Status: Proposed Date: 2026-02-06 Authors: ruv.io, RuVector Team Deciders: Architecture Review Board
ruVector is designed to operate within the Cognitum computing paradigm: a tile-based architecture with 256 low-power processor cores, event-driven activation, and aggressive power gating. Agents (software components) remain fully dormant until an event triggers their activation. Once their work completes, they release all resources and return to dormancy.
The quantum simulation engine must adhere to this model:
- Zero idle footprint: When no simulation is running, the engine consumes zero CPU cycles and zero heap memory beyond its compiled code and static data.
- Rapid activation: The engine must be ready to execute a simulation within microseconds of receiving a request.
- Prompt resource release: Upon simulation completion (or failure), all allocated memory is immediately freed.
- Predictable memory: Callers must be able to determine exact memory requirements before committing to a simulation.

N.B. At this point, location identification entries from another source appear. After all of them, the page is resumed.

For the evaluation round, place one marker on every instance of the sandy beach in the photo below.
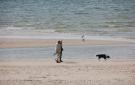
(70, 72)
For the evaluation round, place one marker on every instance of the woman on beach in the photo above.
(58, 52)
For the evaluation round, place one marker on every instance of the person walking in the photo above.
(58, 51)
(61, 51)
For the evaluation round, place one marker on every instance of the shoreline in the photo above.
(23, 42)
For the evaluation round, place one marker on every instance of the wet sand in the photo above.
(16, 42)
(70, 72)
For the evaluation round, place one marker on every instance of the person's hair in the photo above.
(59, 42)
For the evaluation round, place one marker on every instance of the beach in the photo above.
(70, 72)
(18, 42)
(79, 71)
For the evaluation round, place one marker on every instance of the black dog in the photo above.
(104, 56)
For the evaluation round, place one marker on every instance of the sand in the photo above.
(70, 72)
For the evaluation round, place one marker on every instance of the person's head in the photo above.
(59, 42)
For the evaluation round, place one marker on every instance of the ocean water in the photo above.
(90, 17)
(125, 51)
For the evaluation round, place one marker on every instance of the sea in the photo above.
(114, 18)
(68, 19)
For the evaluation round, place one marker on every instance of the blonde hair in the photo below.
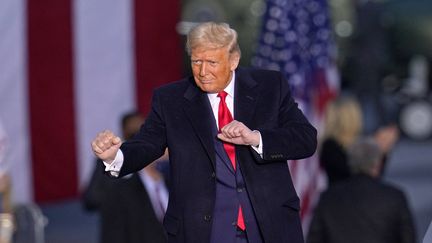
(343, 120)
(212, 35)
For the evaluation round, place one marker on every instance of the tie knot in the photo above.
(222, 95)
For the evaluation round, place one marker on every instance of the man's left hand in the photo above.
(238, 133)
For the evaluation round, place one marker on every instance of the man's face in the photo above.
(212, 67)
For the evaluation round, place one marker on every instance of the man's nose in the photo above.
(203, 69)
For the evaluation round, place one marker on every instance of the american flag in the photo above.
(296, 39)
(69, 69)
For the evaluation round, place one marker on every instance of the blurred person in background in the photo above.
(362, 208)
(6, 217)
(342, 126)
(131, 209)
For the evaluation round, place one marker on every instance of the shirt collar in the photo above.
(229, 89)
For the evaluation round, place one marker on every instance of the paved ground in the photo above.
(410, 167)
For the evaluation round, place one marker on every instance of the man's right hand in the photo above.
(106, 145)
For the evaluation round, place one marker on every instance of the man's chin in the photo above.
(208, 88)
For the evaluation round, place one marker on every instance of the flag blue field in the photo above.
(296, 39)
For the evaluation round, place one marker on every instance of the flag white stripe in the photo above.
(13, 96)
(104, 73)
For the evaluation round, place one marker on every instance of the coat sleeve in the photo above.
(293, 137)
(148, 144)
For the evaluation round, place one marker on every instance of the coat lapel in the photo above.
(245, 97)
(197, 109)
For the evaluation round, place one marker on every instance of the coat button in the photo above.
(207, 217)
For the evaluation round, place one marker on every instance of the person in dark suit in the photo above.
(229, 132)
(130, 209)
(362, 208)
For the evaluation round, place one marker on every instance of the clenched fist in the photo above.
(106, 145)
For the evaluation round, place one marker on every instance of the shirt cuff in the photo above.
(115, 166)
(258, 148)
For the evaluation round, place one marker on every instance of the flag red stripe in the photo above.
(157, 47)
(51, 99)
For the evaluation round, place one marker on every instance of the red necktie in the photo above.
(225, 117)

The state vector for n qubits requires 2^n complex amplitudes, each consuming 16 bytes (two f64 values):
| Qubits | Amplitudes | Memory | Notes |
|---|---|---|---|
| 10 | 1,024 | 16 KiB | Trivial |
| 15 | 32,768 | 512 KiB | Small |
| 20 | 1,048,576 | 16 MiB | Moderate |
| 25 | 33,554,432 | 512 MiB | Large |
| 28 | 268,435,456 | 4 GiB | Needs dedicated memory |
| 30 | 1,073,741,824 | 16 GiB | Workstation-class |
| 32 | 4,294,967,296 | 64 GiB | Server-class |
| 35 | 34,359,738,368 | 512 GiB | HPC |
| 40 | 1,099,511,627,776 | 16 TiB | Infeasible (state vector) |
Each additional qubit doubles memory. This exponential scaling makes memory the primary resource constraint and the most important resource to manage.

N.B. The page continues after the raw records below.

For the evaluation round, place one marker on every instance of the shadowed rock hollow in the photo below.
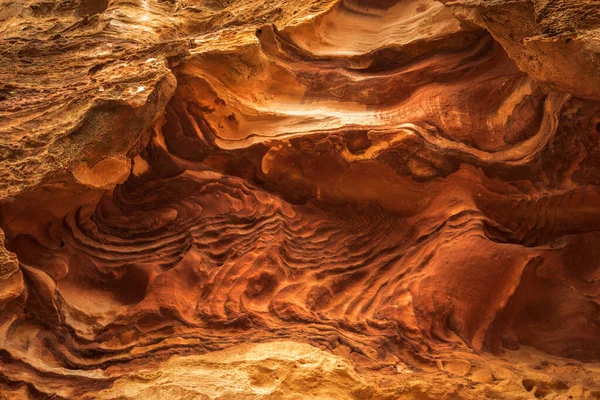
(355, 199)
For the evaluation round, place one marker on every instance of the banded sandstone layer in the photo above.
(355, 199)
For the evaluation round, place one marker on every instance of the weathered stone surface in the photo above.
(287, 200)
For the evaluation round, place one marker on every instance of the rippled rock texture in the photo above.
(355, 199)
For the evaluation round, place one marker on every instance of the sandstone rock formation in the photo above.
(353, 199)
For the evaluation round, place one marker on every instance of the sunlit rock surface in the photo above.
(356, 199)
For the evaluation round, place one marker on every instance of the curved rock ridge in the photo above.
(333, 200)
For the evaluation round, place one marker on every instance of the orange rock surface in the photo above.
(320, 199)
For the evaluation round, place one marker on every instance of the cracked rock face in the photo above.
(355, 199)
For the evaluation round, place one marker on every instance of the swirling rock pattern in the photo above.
(361, 199)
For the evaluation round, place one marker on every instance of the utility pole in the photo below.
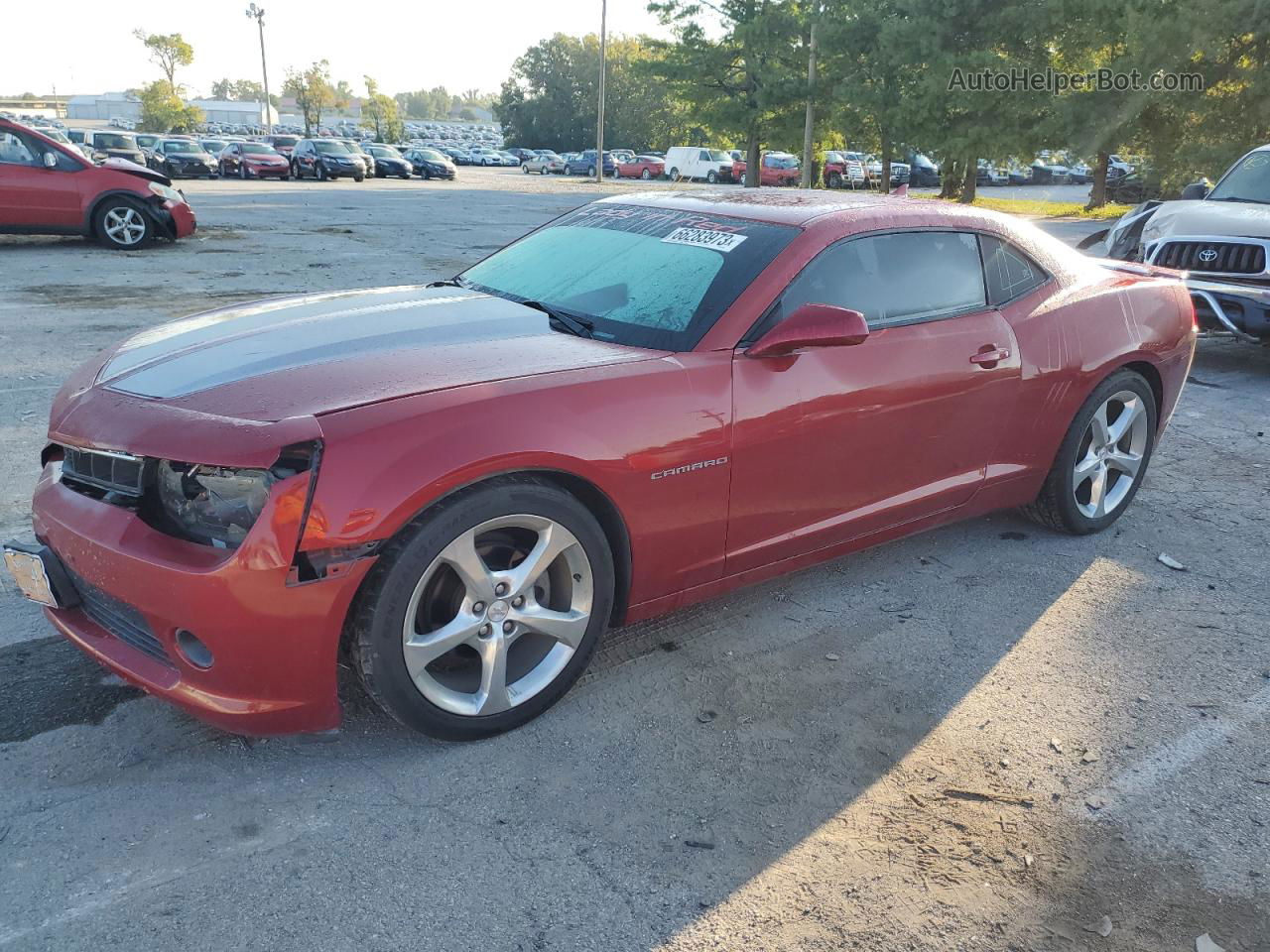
(257, 13)
(603, 56)
(810, 122)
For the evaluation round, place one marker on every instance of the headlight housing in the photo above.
(167, 191)
(212, 504)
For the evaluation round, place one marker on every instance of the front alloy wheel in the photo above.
(122, 225)
(484, 613)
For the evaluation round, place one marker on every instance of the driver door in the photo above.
(839, 442)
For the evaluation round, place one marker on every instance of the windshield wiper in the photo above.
(571, 322)
(1238, 198)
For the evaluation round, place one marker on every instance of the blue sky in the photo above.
(403, 45)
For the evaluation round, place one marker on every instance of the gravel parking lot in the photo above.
(984, 738)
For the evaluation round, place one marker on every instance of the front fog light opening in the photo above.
(193, 651)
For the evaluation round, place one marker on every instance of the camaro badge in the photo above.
(689, 467)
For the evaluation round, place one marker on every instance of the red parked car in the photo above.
(642, 167)
(776, 169)
(638, 407)
(49, 188)
(254, 160)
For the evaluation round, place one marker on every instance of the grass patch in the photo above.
(1040, 208)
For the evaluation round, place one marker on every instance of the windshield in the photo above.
(645, 277)
(109, 140)
(1246, 181)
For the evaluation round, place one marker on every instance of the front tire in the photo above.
(1102, 458)
(485, 611)
(122, 223)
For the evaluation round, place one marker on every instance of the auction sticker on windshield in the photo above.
(701, 238)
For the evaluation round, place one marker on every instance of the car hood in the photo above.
(134, 169)
(309, 356)
(1205, 217)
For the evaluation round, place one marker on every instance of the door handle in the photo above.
(989, 357)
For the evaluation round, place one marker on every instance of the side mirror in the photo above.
(813, 325)
(1196, 190)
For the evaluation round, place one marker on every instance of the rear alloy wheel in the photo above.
(481, 616)
(1102, 458)
(122, 223)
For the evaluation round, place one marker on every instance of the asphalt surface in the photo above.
(987, 737)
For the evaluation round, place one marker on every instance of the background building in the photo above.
(103, 105)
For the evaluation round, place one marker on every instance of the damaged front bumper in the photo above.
(1242, 309)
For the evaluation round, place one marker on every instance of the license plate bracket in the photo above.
(40, 575)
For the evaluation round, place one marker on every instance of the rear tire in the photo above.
(417, 590)
(1084, 490)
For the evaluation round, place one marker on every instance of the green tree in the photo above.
(313, 93)
(549, 100)
(167, 51)
(163, 111)
(737, 63)
(381, 111)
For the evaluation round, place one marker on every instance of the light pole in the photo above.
(257, 13)
(603, 56)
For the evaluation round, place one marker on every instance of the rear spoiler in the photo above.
(1146, 271)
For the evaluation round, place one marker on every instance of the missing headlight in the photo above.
(217, 506)
(212, 504)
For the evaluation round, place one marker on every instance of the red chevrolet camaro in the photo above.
(640, 405)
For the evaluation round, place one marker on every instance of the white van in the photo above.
(698, 163)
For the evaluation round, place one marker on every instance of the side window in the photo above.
(1008, 271)
(892, 278)
(14, 150)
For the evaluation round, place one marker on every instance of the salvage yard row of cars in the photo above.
(235, 507)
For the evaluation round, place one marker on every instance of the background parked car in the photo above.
(389, 162)
(431, 164)
(898, 171)
(640, 167)
(114, 145)
(922, 172)
(543, 162)
(839, 171)
(183, 159)
(697, 163)
(325, 159)
(282, 144)
(253, 160)
(50, 188)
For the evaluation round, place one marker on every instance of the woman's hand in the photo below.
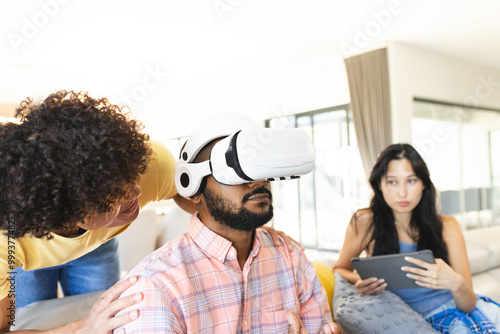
(370, 286)
(276, 234)
(101, 318)
(435, 276)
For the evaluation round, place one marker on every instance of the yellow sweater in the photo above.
(34, 253)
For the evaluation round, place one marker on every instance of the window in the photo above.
(458, 145)
(316, 209)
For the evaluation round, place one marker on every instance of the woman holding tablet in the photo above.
(402, 218)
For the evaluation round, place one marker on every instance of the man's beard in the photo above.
(243, 219)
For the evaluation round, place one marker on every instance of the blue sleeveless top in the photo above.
(422, 300)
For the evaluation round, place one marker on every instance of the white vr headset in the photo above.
(249, 155)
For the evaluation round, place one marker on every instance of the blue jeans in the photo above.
(490, 310)
(97, 270)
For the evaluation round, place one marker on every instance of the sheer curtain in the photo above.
(368, 77)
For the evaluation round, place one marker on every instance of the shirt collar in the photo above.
(212, 243)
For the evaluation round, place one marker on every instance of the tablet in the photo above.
(388, 267)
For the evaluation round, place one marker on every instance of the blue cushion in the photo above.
(382, 313)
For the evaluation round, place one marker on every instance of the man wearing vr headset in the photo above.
(75, 173)
(225, 275)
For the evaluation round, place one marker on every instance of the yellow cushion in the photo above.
(325, 275)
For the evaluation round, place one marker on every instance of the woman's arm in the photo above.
(355, 242)
(456, 276)
(101, 318)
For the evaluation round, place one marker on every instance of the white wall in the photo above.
(302, 78)
(416, 72)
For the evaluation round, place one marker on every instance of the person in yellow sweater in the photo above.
(74, 174)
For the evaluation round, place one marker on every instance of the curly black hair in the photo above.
(70, 158)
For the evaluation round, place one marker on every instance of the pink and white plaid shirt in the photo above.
(194, 284)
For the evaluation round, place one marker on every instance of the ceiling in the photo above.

On edge devices (embedded ruVector nodes, IoT gateways, mobile processors), memory is severely limited:
| Platform | Typical RAM | Max qubits (state vector) |
|---|---|---|
| Cognitum tile (single) | 256 MiB | 23 |
| Cognitum tile cluster (4) | 1 GiB | 25 |
| Raspberry Pi 4 | 8 GiB | 28 |
| Mobile device | 4-6 GiB | 27-28 (with other apps) |
| Laptop | 16-64 GiB | 29-31 |
| Server | 256-512 GiB | 33-34 |
WebAssembly uses a linear memory that can grow but cannot shrink. Once a large simulation allocates pages, those pages remain mapped until the WASM instance is destroyed. This is a fundamental platform limitation that must be documented and accounted for.
The quantum engine is implemented as a pure library with no runtime overhead:
// The engine is a collection of functions and types.
// No background threads, no event loops, no persistent state.
// When not called, it consumes exactly zero CPU and zero heap.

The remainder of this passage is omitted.